Les enfants de Bordeciel

Chapitre 3 : Rivebois

2514 mots, Catégorie: T

Dernière mise à jour 28/04/2023 23:27

Chapitre 3 - Rivebois


Le soleil, qui avait atteint son zénith lorsque Hunfen s'était mis en route avec Ralof et Hadvar, avait maintenant presque disparu derrière les montagnes environnantes. C'était sans aucun doute la marche la plus éprouvante que le jeune garçon avait jamais entreprise, d'autant plus qu'elle avait été ponctuée d'une attaque de bêtes sauvages. Hunfen avait tenté d'utiliser à nouveau son sort de flammes, mais sa concentration n'était pas encore suffisamment rapide et les deux adultes avaient rapidement éliminé la menace avant qu'il ne puisse libérer sa magie. Ses jambes douloureuses et son ventre criant famine, le jeune nordique vit avec soulagement Rivebois se profiler enfin à quelques centaines de mètres, promettant repos et réconfort après cette longue journée.

Le village, niché dans une charmante clairière au bord de la rivière, entouré de sapins majestueux qui poussaient généreusement dans la région montagneuse, dégageait une atmosphère paisible. À cette heure-là, les villageois étaient toujours affairés à leurs tâches quotidiennes, si bien que Hunfen pouvait entendre le rythme régulier des coups de marteau du forgeron et les grincements harmonieux des lames de la scierie, accompagnés du clapotis de l'eau s'écoulant sur la roue du moulin ingénieusement construit sur la rivière. Apparemment, le dragon n'avait pas survolé ces lieux, ou n'avait pas trouvé d’intérêt à attaquer.

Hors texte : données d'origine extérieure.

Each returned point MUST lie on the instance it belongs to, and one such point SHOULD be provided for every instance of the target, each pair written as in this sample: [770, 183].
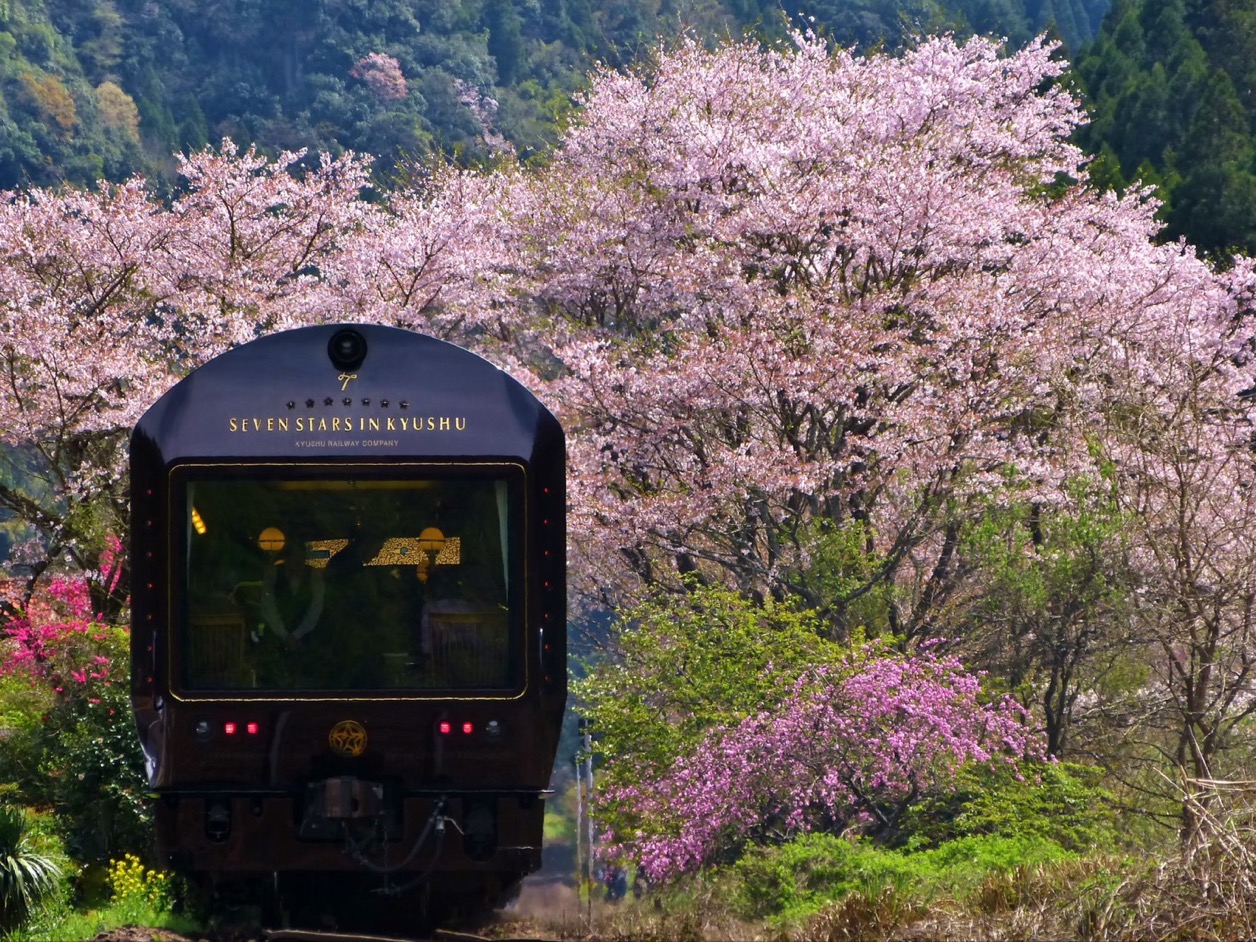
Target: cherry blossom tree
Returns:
[106, 298]
[382, 74]
[800, 292]
[848, 751]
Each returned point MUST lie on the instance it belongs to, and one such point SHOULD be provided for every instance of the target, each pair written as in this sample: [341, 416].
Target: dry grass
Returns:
[1202, 893]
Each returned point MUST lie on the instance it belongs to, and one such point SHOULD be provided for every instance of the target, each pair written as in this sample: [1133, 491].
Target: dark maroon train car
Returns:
[348, 643]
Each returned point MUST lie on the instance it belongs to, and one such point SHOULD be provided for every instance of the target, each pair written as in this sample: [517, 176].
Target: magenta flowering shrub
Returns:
[55, 641]
[848, 751]
[70, 744]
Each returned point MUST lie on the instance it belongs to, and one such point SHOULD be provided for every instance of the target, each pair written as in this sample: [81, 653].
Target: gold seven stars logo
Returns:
[348, 737]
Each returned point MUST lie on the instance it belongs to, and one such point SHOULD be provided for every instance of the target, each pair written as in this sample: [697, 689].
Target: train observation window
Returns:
[353, 585]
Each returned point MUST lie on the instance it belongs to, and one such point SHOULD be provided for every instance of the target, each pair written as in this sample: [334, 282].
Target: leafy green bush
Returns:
[791, 882]
[1060, 803]
[68, 742]
[27, 876]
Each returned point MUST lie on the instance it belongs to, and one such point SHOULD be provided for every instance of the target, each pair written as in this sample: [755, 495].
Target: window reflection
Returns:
[348, 585]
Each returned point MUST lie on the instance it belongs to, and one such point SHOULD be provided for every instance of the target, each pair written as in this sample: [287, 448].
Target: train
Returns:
[348, 641]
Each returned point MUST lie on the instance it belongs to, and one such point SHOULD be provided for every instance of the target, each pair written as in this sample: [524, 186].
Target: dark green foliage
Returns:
[798, 879]
[1169, 84]
[1058, 803]
[25, 876]
[77, 754]
[279, 74]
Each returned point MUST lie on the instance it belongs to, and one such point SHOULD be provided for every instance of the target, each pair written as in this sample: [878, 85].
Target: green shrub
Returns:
[1060, 803]
[27, 877]
[791, 882]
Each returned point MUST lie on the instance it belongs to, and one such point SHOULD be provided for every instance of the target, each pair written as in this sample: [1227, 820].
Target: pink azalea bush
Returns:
[848, 751]
[70, 745]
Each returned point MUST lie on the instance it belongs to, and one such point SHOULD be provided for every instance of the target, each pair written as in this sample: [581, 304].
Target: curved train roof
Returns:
[281, 397]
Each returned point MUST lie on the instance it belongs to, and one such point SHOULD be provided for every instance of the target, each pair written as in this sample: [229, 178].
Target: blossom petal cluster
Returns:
[848, 751]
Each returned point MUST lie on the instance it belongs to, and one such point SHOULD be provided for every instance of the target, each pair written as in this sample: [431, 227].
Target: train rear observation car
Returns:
[348, 642]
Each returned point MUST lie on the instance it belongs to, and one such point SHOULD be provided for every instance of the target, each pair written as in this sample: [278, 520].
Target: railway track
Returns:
[293, 935]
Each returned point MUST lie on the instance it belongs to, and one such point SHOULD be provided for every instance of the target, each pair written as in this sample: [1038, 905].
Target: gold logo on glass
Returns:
[348, 737]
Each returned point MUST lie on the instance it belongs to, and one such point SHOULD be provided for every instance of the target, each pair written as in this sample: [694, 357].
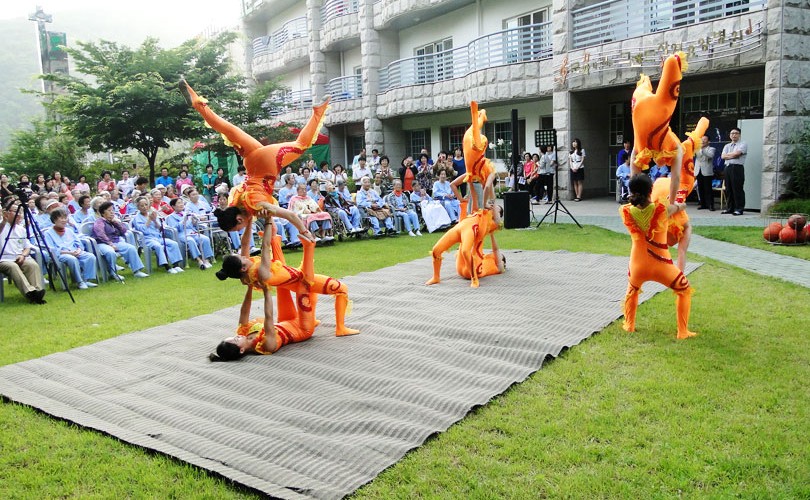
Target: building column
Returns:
[787, 96]
[370, 56]
[317, 59]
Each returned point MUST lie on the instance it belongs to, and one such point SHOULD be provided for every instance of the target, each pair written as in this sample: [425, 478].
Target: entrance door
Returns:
[752, 135]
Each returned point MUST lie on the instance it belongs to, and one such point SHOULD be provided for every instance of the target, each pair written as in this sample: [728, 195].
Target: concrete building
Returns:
[401, 73]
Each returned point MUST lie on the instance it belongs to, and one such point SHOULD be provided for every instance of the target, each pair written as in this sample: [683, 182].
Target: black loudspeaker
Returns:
[516, 209]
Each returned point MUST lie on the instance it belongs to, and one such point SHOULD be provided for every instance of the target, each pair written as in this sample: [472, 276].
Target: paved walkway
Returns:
[603, 212]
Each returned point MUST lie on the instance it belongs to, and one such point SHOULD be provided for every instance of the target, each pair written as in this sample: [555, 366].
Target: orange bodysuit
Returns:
[652, 112]
[471, 263]
[650, 261]
[661, 189]
[263, 163]
[474, 145]
[296, 321]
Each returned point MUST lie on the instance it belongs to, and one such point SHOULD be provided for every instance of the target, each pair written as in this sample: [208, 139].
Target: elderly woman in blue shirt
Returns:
[148, 223]
[186, 224]
[369, 200]
[444, 193]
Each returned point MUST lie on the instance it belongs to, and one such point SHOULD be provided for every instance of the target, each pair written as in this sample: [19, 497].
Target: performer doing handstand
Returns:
[296, 321]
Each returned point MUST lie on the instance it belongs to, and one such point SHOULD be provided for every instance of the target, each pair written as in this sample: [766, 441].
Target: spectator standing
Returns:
[208, 183]
[704, 164]
[734, 154]
[16, 261]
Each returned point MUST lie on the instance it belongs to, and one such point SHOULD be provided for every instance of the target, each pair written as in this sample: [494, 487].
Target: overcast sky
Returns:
[173, 21]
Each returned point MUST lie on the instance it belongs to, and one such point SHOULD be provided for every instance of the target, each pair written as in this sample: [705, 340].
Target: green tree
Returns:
[41, 150]
[131, 100]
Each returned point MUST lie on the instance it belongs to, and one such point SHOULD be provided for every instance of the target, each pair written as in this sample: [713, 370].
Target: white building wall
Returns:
[297, 79]
[460, 25]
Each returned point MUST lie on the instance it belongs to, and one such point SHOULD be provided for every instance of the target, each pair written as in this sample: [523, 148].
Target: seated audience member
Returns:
[325, 175]
[370, 201]
[126, 185]
[340, 174]
[362, 170]
[347, 212]
[623, 176]
[241, 175]
[432, 211]
[150, 225]
[16, 261]
[111, 237]
[107, 183]
[68, 249]
[158, 203]
[314, 191]
[343, 191]
[312, 215]
[197, 204]
[85, 213]
[386, 176]
[288, 191]
[187, 226]
[400, 203]
[444, 194]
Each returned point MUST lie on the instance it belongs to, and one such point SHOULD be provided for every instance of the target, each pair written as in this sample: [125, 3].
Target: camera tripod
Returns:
[557, 205]
[32, 227]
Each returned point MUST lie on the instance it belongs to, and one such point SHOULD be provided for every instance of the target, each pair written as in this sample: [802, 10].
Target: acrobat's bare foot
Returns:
[344, 331]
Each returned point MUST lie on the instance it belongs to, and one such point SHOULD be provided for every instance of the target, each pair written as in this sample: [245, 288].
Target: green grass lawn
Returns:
[621, 415]
[751, 237]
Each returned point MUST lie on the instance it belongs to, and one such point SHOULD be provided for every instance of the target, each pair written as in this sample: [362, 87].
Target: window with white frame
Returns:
[525, 40]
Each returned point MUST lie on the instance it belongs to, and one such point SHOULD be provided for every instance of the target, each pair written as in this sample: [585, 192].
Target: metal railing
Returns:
[332, 9]
[345, 88]
[615, 20]
[290, 100]
[512, 46]
[294, 28]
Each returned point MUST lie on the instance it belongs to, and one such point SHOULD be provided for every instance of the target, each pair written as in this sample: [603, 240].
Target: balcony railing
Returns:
[290, 100]
[332, 9]
[345, 88]
[517, 45]
[294, 28]
[615, 20]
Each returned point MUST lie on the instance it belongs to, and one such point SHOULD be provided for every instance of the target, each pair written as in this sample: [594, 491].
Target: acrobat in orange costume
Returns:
[296, 321]
[471, 262]
[263, 163]
[479, 168]
[679, 231]
[652, 111]
[650, 261]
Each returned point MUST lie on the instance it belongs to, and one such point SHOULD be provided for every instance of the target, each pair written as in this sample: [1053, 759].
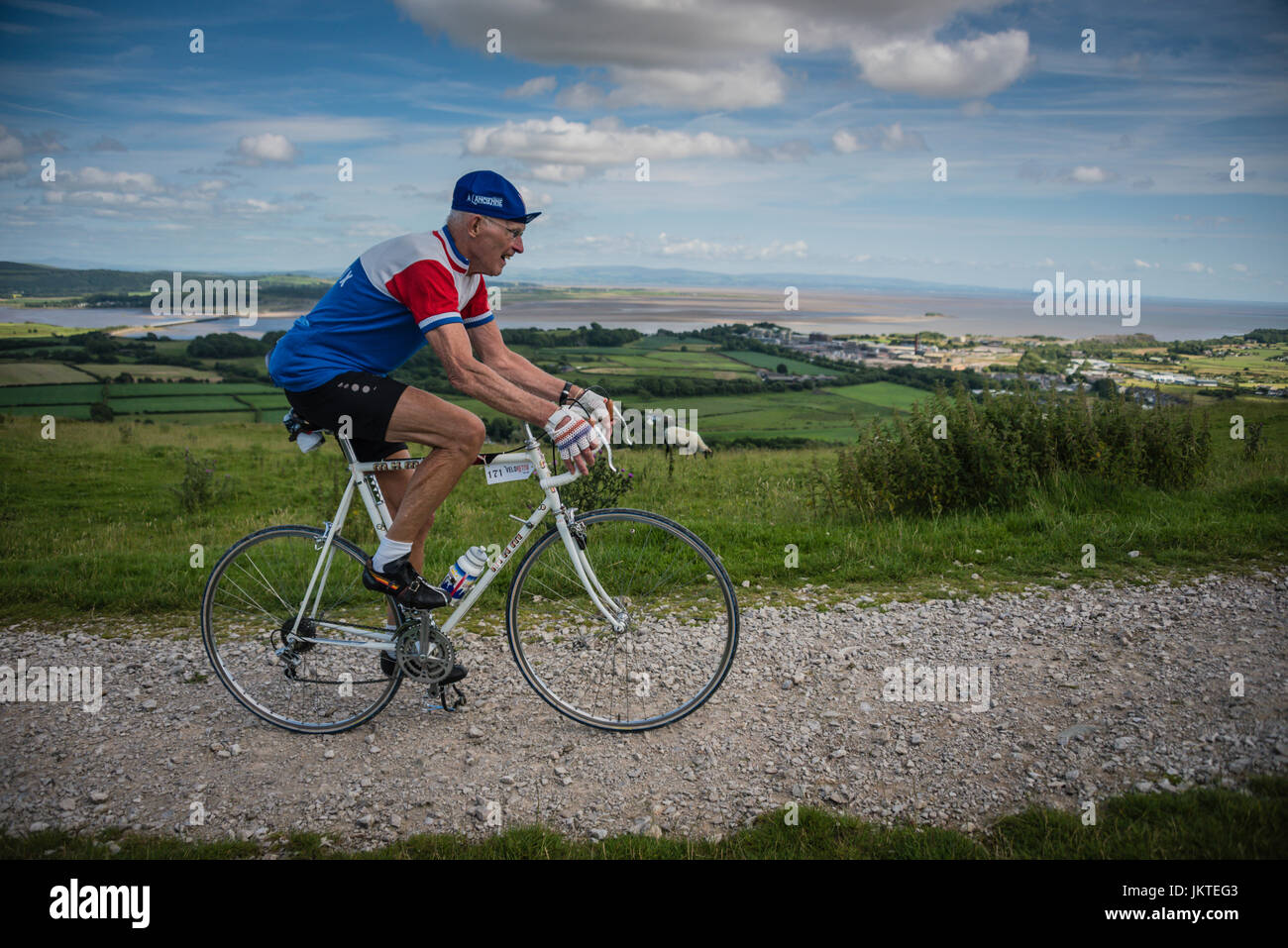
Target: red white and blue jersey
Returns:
[375, 317]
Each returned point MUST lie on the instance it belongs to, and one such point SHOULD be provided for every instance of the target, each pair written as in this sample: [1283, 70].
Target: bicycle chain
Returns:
[429, 665]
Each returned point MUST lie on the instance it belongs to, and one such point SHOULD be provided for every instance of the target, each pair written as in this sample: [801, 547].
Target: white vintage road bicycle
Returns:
[618, 618]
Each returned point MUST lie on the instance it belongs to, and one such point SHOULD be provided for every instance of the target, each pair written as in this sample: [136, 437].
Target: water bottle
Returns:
[464, 572]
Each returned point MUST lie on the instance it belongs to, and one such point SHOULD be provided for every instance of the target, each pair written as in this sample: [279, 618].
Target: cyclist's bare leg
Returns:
[456, 437]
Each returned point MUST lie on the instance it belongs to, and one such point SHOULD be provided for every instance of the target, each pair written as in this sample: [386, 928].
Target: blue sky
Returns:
[1113, 163]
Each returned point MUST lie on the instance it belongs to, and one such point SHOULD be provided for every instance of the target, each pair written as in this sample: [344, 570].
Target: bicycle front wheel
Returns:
[249, 627]
[681, 622]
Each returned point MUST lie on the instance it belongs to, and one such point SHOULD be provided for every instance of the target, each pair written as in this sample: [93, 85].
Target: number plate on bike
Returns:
[511, 471]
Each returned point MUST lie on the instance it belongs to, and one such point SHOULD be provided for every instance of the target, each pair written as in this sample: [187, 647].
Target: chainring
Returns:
[434, 664]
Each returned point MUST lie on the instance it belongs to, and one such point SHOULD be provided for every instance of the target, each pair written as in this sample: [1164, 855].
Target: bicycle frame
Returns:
[362, 480]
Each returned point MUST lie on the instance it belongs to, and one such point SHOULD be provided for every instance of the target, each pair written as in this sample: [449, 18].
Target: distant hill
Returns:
[38, 279]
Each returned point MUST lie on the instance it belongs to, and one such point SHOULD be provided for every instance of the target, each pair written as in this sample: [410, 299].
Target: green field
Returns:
[123, 545]
[184, 403]
[34, 329]
[880, 393]
[59, 411]
[814, 414]
[40, 372]
[81, 393]
[761, 360]
[146, 371]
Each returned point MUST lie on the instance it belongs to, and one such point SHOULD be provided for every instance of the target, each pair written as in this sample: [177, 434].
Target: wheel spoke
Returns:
[335, 686]
[665, 664]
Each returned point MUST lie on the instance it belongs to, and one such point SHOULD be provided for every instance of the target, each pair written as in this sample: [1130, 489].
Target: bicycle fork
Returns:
[575, 543]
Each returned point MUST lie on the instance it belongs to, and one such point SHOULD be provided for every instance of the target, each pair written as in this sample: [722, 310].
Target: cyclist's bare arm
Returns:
[492, 351]
[480, 380]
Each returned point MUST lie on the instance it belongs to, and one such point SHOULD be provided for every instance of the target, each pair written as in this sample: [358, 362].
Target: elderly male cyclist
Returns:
[395, 296]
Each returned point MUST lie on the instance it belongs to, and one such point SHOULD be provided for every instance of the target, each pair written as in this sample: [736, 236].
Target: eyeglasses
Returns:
[514, 232]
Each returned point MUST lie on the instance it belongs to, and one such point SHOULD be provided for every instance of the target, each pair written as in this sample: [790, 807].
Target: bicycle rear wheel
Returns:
[248, 614]
[681, 612]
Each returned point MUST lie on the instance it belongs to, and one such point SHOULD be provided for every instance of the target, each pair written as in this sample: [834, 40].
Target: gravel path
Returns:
[1093, 691]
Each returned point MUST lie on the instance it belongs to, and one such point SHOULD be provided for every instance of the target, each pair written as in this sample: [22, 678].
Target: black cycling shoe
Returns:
[400, 581]
[389, 665]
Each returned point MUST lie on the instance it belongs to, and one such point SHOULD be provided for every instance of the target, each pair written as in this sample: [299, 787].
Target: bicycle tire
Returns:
[539, 625]
[256, 674]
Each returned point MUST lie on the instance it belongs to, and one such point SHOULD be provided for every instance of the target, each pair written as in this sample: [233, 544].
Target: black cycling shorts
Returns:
[368, 399]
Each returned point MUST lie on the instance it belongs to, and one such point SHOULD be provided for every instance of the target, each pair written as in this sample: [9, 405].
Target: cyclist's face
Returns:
[497, 243]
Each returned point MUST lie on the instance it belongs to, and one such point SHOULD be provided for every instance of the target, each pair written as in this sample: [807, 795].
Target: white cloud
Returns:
[95, 179]
[11, 155]
[267, 146]
[713, 250]
[559, 174]
[1089, 174]
[890, 138]
[557, 142]
[970, 68]
[746, 85]
[721, 53]
[846, 143]
[533, 86]
[532, 200]
[580, 97]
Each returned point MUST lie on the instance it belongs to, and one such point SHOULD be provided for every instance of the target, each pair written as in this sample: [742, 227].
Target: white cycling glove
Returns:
[599, 408]
[574, 437]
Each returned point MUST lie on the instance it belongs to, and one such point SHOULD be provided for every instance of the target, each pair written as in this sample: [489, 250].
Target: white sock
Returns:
[386, 552]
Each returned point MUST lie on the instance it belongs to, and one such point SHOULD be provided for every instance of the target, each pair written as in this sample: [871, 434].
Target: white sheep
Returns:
[674, 436]
[688, 442]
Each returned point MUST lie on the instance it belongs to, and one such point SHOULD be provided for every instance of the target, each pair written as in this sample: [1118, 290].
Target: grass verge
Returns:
[1199, 823]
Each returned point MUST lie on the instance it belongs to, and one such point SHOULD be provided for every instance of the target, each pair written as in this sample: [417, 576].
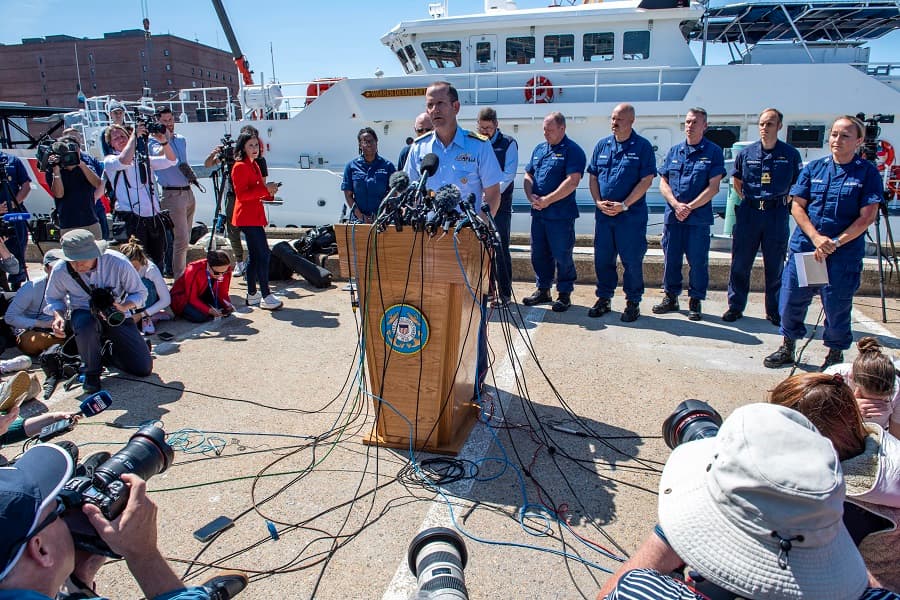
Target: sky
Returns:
[309, 38]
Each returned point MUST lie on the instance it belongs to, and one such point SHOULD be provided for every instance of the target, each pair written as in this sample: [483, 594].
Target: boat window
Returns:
[636, 45]
[559, 48]
[598, 47]
[401, 56]
[413, 58]
[520, 51]
[443, 55]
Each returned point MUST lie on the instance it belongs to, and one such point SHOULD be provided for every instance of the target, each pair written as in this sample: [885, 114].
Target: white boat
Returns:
[809, 59]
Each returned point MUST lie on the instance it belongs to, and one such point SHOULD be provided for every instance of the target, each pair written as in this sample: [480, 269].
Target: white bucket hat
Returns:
[758, 509]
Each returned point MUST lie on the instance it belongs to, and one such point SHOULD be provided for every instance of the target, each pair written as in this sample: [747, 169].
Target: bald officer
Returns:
[689, 179]
[763, 174]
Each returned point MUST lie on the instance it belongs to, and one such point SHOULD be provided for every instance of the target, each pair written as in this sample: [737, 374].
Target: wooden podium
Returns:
[419, 299]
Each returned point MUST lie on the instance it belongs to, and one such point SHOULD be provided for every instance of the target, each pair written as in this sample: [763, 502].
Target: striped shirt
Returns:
[647, 584]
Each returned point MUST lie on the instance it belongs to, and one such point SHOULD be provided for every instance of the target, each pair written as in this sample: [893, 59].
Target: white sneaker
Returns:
[254, 299]
[18, 363]
[147, 326]
[270, 302]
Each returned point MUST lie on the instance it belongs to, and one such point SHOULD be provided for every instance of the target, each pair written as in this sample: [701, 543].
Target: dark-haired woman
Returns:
[873, 379]
[202, 293]
[365, 182]
[250, 192]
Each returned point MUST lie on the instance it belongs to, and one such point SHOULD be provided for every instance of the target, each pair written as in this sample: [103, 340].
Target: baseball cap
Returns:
[26, 489]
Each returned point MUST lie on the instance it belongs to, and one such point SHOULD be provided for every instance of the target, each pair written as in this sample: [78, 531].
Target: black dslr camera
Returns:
[103, 307]
[146, 454]
[68, 152]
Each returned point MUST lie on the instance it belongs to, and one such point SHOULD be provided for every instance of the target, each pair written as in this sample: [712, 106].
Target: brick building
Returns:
[43, 71]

Tandis que le trio franchissait les portes de Rivebois, une femme blonde à l'allure robuste se précipita en leur direction depuis la scierie. « Ralof ! » s'exclama-t-elle en l'enlaçant chaleureusement. « Qu’est-ce que tu fais ici, frangin ? Tu n’étais pas aux côtés d'Ulfric ? Hod ! Viens voir qui est là !» lança-t-elle en direction de la scierie, d’où un homme blond et trapu sortit à son tour. Elle se figea un instant en remarquant le légionnaire. « Bonjour, Hadvar, » le salua-t-elle d'une manière plus distante. L'intéressé lui rendit son salut sur le même ton.

Le forgeron, un homme à la carrure imposante, arborant une barbe et des cheveux blond cendré parsemés de quelques marques de brûlures, ainsi qu'un tablier marqué par de longues journées de travail, s'approcha à son tour. « Quelle surprise ! » s'exclama-t-il après les avoir salués. « Hadvar, l'as-tu fait prisonnier ? » demanda-t-il, curieux, en désignant Ralof.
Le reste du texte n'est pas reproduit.